10 Things The Food Sector Needs to Know About New GMOs: Number 6

10 things the food sector should know about New GMOs: Number 6

News

The majority of Europeans want GM food to be labelled as GMOs, including also food produced with new GM techniques

In recent years, we’ve been witnessing that consumers more and more want to know what is in their food: where it comes from, whether it is sustainable, how is it produced etc. An abolishment of labelling for New GMOs, as discussed by the EU Commission, would completely go against this trend.


An EU wide opinion poll commissioned by the Greens in the European Parliament in March 2021 shows that a majority of Europeans want GM food to be labelled as GMOs, including also food produced with new GM techniques: Some 86% of respondents who have heard about GMOs want GM food to be labelled as GMOs. 68% of respondents who have heard about new GM techniques like CRISPR want GM food produced with these techniques also labelled as GMOs.


The opinion of young people in Europe is particularly interesting to note, as in the example of Germany where they are sceptical about genetic engineering in agriculture (2021, German Ministry of Environment report): 83 per cent, for example, would like to see clear labelling of genetically modified food.

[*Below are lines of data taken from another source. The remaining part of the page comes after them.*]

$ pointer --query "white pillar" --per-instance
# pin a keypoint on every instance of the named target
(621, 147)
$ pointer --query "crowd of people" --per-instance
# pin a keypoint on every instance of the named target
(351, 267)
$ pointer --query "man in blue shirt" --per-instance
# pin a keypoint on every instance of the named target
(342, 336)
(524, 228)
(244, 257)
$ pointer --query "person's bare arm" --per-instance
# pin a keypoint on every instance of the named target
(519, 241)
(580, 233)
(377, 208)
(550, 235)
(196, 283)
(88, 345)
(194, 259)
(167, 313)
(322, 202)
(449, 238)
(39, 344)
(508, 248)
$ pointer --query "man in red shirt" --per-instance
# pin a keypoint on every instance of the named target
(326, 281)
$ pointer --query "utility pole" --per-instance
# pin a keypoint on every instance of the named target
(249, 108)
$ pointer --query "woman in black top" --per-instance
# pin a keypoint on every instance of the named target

Austrian consumer opinion – a case in point


New research undertaken in Austria in late April 2022, among 1,000 respondents, found that Austrian consumers want to see a strict regulation of New Genomic Techniques (NGTs) and products derived from them: 80.4% of respondents want to see NGTs regulated in the same way as “old” GMOs – that they need to be clearly labelled as GMOs. 77.4% of respondents think that the high quality standards of Austrian agriculture would come under threat by the use of NGTs. A vast majority of those polled (90.7%) explicitly called upon the Austrian government to enforce within the EU that NGTs are subject to the same controlling mechanisms as old GMOs.


This is surely a strong warning signal to EU politicians and the European Commission that the direction of travel (full deregulation of NGTs) will be fiercely opposed by many citizens and that their opinions should be taken into account when planning the regulation (or deregulation of New GMOs.


If new GMO products are as convincing and successful as it is promised, they should easily be also convincing and successful under the current EU GMO legislation and its labelling regime. Otherwise, can people trust a technology and its products which can only succeed if it stays invisible for the public, including economic operators and consumers?